CLILについて勉強

clilosakaflyer大阪教育大学で行われた、「小学校英語教科化に向けた専門性向上のための講習の開発・実施事業 CLIL(内容言語統合型学習)ワークショップ−フィンランドの初等英語教育に学ぶ−」というCLILに関するセミナーに参加して勉強してきたたので、学びの整理を兼ねてメモしてみました。

あくまで個人的なメモなので、理解不足や誤解もあるかもしれません。ご指摘いただければ幸いです。

これまでの授業と何が違うのか?

  • これまでやっている授業と、あまり変わらないという意見もあるようだが、単に言語操作に終わらず、内容も深めつつ英語で授業をしている教員にとっては、あまり代わり映えのしない方法と写るかもしれない。実際、自分でもこれまでやってきた方法がかなりCLILと共通していると思った。
  • 大きな違いとしては、授業へのアプローチを、「4つのC」という概念に従って整理再構成したという点かもしれない。
  • 既存の検定教科書でも、内容が希薄な単元もある一方、それなりに新たな学びにつながるような単元もある。少なからぬ教員が、教科書の題材は、文法項目を教えるための「つま」程度の扱いしかせず、内容について深めることも、それを英語で伝えることもしていない。
  • つまり、依然として文法シラバスから抜け切れていないのは、教材やシラバスの問題というより、教師の言語教育観の問題のような気がする。

4つのC

  • Contents:従来の言葉で言う「題材」に相当
  • Cognition:学習したことを再構築し、分析や統合、創造を行うこと
  • Communication:教師と学習者、あるいは学習者同士の情報や意見のやりとり
  • Culture/Community:nationalだけでなく、classroomなどのcultureも含む

未知の内容か、既習の内容か?

  • 恩師の若林先生も、かなり早くから、学校での様々な教科の既習事項をもっと英語の授業に取り入れるべしということを主張していた。
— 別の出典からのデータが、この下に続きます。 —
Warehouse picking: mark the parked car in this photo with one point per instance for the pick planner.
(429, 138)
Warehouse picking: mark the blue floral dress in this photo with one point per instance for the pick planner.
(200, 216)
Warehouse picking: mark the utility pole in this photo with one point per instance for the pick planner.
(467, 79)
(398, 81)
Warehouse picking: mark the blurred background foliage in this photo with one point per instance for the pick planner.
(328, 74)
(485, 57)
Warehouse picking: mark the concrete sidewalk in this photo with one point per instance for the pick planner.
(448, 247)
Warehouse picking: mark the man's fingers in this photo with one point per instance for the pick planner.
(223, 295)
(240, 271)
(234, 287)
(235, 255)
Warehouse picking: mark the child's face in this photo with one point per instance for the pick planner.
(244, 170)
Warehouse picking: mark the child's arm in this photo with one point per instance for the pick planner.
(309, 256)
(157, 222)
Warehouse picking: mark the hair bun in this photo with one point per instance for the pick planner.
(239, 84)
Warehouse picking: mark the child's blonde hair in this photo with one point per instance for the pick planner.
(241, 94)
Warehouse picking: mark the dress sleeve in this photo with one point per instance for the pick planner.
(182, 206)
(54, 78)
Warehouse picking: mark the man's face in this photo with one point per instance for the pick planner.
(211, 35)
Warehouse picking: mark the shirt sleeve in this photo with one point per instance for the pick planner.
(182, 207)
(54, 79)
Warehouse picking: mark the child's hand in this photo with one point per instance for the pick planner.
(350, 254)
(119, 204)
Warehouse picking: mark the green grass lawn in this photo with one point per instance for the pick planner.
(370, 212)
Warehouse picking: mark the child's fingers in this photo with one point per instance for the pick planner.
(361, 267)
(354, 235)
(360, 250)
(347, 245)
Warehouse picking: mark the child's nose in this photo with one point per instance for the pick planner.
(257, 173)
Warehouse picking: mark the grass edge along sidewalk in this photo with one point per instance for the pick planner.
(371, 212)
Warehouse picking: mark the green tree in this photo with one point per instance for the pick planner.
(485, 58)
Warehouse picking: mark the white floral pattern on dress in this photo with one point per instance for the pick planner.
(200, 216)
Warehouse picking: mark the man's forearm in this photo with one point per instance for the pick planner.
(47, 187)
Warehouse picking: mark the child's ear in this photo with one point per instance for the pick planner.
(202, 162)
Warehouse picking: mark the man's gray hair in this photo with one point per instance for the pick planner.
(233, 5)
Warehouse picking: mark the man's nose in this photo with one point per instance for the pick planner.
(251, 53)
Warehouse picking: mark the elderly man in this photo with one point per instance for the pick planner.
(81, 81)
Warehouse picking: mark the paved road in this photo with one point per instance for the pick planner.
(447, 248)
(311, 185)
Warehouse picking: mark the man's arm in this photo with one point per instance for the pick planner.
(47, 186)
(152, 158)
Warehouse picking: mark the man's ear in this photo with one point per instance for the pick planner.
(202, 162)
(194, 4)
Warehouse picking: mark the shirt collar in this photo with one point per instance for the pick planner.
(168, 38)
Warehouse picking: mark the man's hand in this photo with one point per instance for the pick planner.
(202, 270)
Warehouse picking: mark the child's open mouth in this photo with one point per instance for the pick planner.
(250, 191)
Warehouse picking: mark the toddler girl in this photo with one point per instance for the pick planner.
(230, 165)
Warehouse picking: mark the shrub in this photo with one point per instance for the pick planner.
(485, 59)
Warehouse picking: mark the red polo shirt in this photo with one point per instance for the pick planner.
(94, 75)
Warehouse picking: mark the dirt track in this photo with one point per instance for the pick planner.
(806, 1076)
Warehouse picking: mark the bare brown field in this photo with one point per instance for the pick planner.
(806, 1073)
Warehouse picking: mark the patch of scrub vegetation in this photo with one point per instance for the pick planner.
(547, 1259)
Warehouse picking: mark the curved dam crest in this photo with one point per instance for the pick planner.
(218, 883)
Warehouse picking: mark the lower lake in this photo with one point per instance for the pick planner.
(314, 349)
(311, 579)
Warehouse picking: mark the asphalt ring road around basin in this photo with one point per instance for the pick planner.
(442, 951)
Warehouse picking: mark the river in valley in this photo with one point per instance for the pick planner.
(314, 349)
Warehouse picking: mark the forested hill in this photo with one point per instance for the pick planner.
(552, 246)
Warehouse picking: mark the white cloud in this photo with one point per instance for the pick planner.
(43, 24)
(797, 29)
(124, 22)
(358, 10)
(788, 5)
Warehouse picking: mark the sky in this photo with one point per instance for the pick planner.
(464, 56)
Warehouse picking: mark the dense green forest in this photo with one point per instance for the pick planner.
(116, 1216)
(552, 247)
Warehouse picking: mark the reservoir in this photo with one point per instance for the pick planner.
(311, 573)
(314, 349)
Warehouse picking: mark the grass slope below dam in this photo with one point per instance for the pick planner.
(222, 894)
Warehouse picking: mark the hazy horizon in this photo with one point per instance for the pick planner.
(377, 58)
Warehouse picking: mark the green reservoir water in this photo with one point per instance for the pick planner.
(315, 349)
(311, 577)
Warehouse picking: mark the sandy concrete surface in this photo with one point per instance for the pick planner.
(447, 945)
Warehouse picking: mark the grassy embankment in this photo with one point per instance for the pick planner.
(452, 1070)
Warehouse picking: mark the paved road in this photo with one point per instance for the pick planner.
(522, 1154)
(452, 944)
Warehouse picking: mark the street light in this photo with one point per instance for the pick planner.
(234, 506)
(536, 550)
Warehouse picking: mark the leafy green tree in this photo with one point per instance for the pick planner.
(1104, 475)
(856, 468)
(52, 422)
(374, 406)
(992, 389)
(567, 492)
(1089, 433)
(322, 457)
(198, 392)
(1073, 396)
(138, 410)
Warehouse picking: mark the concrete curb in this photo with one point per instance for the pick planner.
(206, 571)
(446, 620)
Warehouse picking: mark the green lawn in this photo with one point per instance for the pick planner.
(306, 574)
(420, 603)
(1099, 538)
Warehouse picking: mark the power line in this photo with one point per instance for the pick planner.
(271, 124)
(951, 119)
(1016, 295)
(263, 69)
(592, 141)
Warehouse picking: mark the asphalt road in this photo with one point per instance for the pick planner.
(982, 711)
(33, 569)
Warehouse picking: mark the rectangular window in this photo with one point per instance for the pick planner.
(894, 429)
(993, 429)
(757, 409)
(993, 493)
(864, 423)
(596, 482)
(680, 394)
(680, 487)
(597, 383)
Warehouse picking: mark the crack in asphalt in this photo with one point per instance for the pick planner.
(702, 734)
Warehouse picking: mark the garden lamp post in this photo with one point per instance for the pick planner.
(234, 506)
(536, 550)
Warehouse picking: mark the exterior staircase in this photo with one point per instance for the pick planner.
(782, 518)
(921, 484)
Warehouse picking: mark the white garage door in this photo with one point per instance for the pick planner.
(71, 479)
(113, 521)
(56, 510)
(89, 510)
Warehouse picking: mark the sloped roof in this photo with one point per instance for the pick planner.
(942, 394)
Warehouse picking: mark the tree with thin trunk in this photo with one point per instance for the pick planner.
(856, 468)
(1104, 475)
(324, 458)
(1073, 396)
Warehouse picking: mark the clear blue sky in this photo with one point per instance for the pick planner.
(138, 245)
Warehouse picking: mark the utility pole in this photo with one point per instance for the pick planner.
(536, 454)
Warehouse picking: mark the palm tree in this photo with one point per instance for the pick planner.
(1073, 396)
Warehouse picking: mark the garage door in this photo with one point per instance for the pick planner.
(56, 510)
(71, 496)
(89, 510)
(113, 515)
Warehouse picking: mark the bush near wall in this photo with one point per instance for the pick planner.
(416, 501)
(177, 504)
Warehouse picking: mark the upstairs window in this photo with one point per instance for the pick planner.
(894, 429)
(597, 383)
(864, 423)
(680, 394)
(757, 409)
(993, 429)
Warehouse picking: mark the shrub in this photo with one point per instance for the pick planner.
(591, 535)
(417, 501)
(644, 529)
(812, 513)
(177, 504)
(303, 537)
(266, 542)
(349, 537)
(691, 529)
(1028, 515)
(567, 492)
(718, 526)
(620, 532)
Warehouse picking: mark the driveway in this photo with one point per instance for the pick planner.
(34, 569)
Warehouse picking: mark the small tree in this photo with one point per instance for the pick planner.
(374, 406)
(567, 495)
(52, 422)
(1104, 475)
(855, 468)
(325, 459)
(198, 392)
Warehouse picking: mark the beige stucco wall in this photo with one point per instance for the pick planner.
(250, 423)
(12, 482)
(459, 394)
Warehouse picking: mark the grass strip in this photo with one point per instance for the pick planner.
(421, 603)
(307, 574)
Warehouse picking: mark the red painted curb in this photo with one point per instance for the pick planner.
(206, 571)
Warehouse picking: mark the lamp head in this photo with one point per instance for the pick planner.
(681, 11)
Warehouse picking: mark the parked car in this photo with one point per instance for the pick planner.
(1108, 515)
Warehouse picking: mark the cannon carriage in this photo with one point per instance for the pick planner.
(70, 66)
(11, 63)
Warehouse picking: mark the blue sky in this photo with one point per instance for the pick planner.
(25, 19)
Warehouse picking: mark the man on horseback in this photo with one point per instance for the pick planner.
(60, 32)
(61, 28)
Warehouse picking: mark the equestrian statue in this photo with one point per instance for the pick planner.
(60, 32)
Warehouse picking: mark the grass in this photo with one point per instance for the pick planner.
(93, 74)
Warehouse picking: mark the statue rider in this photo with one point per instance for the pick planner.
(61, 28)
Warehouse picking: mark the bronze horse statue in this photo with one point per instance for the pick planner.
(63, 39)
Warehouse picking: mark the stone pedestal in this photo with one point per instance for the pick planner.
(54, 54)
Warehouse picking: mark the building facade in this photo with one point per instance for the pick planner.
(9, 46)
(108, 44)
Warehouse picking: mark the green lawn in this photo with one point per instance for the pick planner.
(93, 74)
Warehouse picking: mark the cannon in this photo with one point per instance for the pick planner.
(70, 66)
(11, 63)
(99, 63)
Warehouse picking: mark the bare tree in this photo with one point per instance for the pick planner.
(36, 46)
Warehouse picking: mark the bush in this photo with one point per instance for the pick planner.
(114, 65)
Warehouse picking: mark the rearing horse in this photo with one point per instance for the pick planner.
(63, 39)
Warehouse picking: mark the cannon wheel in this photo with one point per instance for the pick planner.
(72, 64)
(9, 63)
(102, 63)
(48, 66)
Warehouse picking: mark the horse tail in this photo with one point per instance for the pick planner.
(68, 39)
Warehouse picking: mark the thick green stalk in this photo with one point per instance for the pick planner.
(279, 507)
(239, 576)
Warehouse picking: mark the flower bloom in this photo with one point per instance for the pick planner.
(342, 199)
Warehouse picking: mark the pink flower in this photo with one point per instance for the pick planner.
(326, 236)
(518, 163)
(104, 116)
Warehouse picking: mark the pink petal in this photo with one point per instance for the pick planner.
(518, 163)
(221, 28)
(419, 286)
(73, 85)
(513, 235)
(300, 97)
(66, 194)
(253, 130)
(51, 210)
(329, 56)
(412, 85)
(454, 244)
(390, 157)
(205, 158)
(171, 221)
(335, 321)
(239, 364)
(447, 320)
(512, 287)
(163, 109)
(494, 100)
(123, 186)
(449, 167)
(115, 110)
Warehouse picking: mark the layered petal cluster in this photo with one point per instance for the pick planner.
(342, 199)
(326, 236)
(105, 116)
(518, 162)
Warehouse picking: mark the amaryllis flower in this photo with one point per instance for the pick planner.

その場合、「未知の内容」ではないので、CLILにはならないのか、疑問に思っていた。
  • 講師のJosephine Moateさんが、フィンランドでの事情を引き合いに出しながら、小学校では比較的多くCLIL授業が行われるが、高等学校くらいになると時間数も減る。そのような場合には、既習の内容を英語で扱い直すようなことも行われている、ということをお話ししていた。
  • だとすれば、日常生活における英語の使用頻度や環境を考えると、日本でCLIL的授業を導入する際には、他教科で母語により既に指導された内容について、英語で学び直しするというアプローチの方がうまくいくのではないか。

感覚に訴える手法の多用

  • Moateさんが実演してくれたCLIL授業では、視覚や聴覚などの感覚に訴える手法が多く用いられていた。
  • 身体部位に関する授業デモでは、先生はいきなりしゃがみ込んで、黙々と床に紙を並べ始めた。何してるんだという参加者は、それぞれ立ち上がったりのぞき込んだりして興味を引かれていた。床には、白い紙で人の形が作られ。
  • セミナー後に、そのような印象を持ったことを話し、他にも実物を持ち込んで触覚に訴えたり、教室外に出るようなfield tripなども活用するのか直接質問したところ、そのような実践をしばしばしているとの回答だった。

伝統的な手法か、デジタルか?

  • ジョセフィーヌ先生が種子のライフサイクルに関する小学校低学年向けの授業を実演しながら、普段はカードなどを使ってやるので、プロジェクタでデジタルデータを提示する方法でうまくいくかどうか、という主旨のコメントしていた。先日のシンガポールでの発表とも関連して、強い関心を抱いて、終了後に個人的に質問してみた。
  • 普段の授業では、ピクチャーカードやポスター、モデル、実物などを多く活用し、複数の生徒が同時に操作してわいわい学習できる環境を心がけているということ。
  • 技術的な進歩はまだまだ期待できるとはいえ、当面は従来の伝統的な手法とデジタルメディアについて、単に最新機器でこれまでのものを置き換えるという単純な考えではなく、使い分けと選択・共存を思慮深く考えることが必要になる。

結局

  • 呪文のようにCLIL、CLILと唱えても、授業は改善しない。小学校教員の多くは、総合的学習やCLILとかけ声をかけられなくても、子供たちが興味を引く内容を上手に組み立てて授業をすることに長けている人が多い。
  • 問題は、内容の学習を、どのように言語(この場合、英語)の学習につなげられるかということ。そのためには、相当な英語力が必要になる。
  • よくある誤解は、高校より中学校の方が扱う英語のレベルも低いから、教師の英語力も低くて大丈夫、ということがある。その誤解を小学校の英語授業に持ち込むと、教師児童双方に不幸な結果をもたらす。
  • やはり最終的には、教師の英語力と、授業構成力、提示スキルが肝。